Temuan lengkap yang ditemukan dalam Neurologi edisi Maret 2012, menggambarkan bahwa tes mata yang tidak rumit dapat menyelidiki tanda-tanda Klinik Mata awal retinopati. Akibatnya memungkinkan diagnosis dan perawatan lebih awal pada akhirnya memperlambat proses atau menghentikan penyakit secara bersamaan. Selanjutnya, informasi ini memberikan wawasan tentang diagnosis dan pengobatan dini untuk mengurangi degenerasi kognitif menjadi demensia.
Retinopati adalah penyakit mata yang mengakibatkan pembuluh darah berkumpul di retina di bagian belakang mata. Retina adalah lapisan halus jaringan terapi mata minus peka cahaya di sepanjang bagian belakang mata. Sinar cahaya difokuskan ke retina, di mana mereka dikomunikasikan ke otak dan diterjemahkan sebagai gambar yang terlihat.

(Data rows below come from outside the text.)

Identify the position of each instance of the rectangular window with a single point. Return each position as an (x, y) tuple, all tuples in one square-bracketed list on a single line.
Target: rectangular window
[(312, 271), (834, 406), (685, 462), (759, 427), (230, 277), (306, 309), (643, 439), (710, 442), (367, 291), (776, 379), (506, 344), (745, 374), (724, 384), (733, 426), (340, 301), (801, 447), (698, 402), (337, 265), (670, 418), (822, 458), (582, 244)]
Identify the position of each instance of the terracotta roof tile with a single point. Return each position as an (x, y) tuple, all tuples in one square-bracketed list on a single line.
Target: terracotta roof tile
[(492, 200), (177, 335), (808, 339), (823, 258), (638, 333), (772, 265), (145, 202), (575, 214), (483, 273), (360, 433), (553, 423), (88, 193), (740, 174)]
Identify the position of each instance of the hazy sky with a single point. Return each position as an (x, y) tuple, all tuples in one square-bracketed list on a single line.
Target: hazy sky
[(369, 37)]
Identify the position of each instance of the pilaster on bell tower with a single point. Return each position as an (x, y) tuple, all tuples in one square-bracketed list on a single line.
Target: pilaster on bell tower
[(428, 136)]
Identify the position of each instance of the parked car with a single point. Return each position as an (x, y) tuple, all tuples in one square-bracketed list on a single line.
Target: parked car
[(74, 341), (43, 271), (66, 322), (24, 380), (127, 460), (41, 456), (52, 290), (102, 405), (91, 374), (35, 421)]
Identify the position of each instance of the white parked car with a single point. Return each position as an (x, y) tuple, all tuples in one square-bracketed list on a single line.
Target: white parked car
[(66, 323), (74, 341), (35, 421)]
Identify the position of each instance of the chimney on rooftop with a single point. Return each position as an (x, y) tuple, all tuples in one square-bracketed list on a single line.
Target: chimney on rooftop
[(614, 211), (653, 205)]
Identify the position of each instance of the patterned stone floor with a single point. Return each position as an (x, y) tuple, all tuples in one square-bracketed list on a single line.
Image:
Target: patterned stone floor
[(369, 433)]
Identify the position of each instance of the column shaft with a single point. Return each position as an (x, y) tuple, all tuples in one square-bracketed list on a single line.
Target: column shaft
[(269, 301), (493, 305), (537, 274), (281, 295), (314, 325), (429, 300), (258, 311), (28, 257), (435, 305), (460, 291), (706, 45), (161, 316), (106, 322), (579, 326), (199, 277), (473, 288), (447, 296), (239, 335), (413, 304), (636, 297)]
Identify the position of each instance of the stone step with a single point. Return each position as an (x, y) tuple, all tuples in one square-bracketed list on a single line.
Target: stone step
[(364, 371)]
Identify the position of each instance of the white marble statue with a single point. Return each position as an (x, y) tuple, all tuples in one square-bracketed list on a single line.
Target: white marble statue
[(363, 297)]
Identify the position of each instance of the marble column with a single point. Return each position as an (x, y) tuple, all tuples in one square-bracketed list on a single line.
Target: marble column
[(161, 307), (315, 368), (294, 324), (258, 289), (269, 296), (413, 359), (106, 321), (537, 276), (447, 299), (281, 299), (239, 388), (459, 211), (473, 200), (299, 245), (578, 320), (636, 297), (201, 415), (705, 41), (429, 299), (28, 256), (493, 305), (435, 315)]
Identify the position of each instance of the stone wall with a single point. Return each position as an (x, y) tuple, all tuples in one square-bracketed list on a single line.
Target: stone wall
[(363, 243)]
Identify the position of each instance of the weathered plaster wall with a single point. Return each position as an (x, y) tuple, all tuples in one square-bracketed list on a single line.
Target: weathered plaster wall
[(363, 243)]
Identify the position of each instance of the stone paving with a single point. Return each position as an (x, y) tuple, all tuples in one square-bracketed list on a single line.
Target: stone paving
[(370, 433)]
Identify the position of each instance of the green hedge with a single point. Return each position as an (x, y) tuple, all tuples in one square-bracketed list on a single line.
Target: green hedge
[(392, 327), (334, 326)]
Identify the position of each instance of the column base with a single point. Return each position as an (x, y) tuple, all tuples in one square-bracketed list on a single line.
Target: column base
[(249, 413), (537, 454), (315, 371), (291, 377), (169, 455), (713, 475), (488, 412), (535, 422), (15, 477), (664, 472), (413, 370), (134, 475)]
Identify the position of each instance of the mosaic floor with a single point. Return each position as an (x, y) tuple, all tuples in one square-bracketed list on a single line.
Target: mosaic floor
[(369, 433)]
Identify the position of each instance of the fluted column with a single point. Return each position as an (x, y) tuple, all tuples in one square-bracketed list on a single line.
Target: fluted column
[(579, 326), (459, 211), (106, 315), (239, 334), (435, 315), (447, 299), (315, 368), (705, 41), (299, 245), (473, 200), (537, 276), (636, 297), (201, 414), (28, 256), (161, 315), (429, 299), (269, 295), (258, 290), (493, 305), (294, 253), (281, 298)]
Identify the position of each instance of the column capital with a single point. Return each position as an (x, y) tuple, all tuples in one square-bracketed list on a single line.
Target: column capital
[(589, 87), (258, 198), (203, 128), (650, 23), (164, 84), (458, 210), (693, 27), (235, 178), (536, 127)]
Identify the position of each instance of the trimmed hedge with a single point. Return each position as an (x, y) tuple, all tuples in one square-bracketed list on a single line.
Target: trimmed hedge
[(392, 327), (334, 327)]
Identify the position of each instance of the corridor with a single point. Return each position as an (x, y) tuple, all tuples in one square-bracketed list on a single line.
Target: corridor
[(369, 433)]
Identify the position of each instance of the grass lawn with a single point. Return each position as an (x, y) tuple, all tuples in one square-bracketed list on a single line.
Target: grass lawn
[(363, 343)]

Studi ini berfokus pada lebih dari 500 wanita selama hampir sepuluh tahun. Secara umum, hasilnya menunjukkan:
Peningkatan peserta mengembangkan retinopati, dan rata-rata, skor mereka pada tes kognisi lebih buruk daripada wanita yang tidak mengembangkan penyakit mata.

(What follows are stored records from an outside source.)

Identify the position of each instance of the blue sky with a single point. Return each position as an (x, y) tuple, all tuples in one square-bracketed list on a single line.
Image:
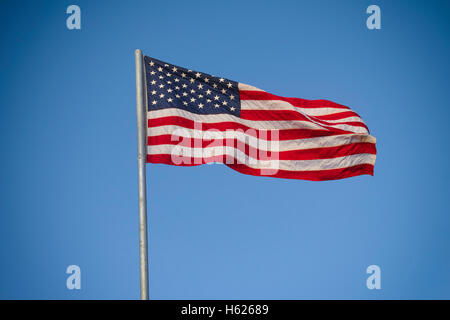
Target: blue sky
[(68, 166)]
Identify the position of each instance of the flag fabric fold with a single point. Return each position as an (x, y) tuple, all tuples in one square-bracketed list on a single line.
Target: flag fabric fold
[(196, 118)]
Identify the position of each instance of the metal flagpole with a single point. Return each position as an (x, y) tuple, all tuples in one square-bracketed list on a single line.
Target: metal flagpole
[(141, 112)]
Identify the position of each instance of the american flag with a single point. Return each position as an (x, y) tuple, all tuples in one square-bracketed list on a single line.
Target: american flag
[(196, 118)]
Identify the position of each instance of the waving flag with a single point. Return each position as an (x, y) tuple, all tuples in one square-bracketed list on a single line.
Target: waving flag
[(196, 118)]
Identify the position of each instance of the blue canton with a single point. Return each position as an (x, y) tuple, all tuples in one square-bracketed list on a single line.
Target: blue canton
[(170, 86)]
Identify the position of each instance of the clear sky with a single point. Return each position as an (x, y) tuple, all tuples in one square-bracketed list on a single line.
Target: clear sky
[(69, 173)]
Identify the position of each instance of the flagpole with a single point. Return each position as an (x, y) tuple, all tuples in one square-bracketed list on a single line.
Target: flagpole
[(142, 155)]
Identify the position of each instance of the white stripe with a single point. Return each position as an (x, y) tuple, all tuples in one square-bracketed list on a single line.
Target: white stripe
[(251, 140), (284, 105), (177, 151), (267, 125)]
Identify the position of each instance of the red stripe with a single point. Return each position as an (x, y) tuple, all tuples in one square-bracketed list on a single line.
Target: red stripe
[(284, 134), (286, 115), (317, 175), (303, 154), (297, 102), (338, 115)]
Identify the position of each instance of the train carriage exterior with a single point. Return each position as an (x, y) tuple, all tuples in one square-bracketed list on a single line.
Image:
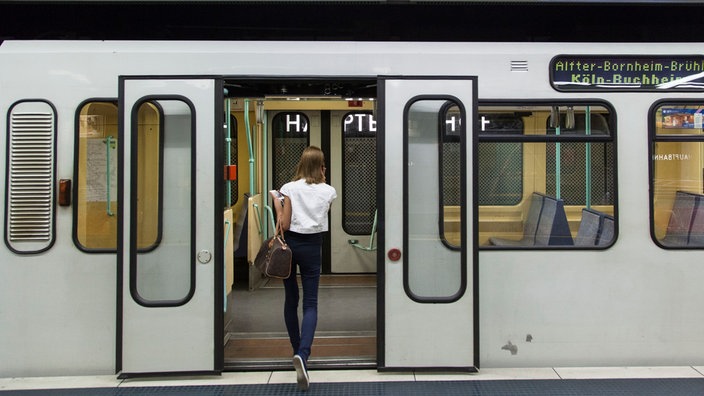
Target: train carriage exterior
[(516, 204)]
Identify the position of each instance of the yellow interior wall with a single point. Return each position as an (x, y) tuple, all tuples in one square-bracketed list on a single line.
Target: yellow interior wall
[(95, 228)]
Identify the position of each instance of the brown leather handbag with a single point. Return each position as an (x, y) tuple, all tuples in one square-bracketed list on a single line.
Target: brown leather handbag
[(274, 257)]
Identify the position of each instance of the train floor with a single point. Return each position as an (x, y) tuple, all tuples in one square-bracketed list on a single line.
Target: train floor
[(621, 381), (256, 338)]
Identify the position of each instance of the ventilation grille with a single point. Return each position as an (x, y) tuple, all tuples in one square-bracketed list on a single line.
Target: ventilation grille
[(30, 179), (519, 66)]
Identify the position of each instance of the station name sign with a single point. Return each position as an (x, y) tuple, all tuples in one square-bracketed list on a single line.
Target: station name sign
[(627, 73)]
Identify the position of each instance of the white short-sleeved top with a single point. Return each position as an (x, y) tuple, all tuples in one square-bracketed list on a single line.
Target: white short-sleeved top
[(310, 204)]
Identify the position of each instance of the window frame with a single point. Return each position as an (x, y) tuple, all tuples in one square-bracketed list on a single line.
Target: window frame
[(653, 138), (611, 138)]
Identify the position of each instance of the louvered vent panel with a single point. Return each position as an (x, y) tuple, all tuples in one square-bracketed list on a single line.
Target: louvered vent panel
[(519, 66), (31, 178)]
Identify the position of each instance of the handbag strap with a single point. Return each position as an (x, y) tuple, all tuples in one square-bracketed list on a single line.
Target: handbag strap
[(279, 231)]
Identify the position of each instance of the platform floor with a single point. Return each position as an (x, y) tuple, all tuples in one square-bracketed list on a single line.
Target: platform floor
[(640, 381)]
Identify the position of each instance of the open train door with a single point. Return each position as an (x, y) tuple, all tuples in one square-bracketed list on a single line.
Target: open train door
[(170, 255), (428, 264)]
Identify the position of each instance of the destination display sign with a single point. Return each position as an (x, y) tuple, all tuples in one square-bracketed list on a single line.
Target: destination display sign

Pemindaian otak menggambarkan, wanita dengan retinopati memiliki lebih banyak kerusakan pada pembuluh darah otak mereka, dengan 47% memiliki lebih banyak lesi iskemik atau lubang pada keseluruhan struktur pembuluh darah, dan 68% pada lobus parietal.
Wanita dengan retinopati menunjukkan lebih banyak penebalan jalur materi putih yang mengirimkan sinyal di otak.
Hubungan antara fungsi otak dan retinopati menunjukkan hubungan yang sangat penting untuk ditemukan sejak dini untuk mengurangi banyak efek samping yang keras dari regresi kognitif hingga demensia. Penyebab retinopati biasanya adalah tekanan darah tinggi dan diabetes tipe II. Perubahan gaya hidup awal mungkin dapat memperlambat proses memberikan wawasan tentang kemungkinan penyembuhan penyakit. Penelitian ini juga dapat dimanipulasi untuk mengembangkan intervensi obat untuk penyakit pencuri pikiran sejak dini ketika mereka memiliki kesempatan yang lebih baik untuk bekerja dengan baik.
Penelitian lebih lanjut diperlukan untuk mengevaluasi lebih lanjut peran skrining retina pada individu yang berisiko mengalami gangguan kognitif atau demensia.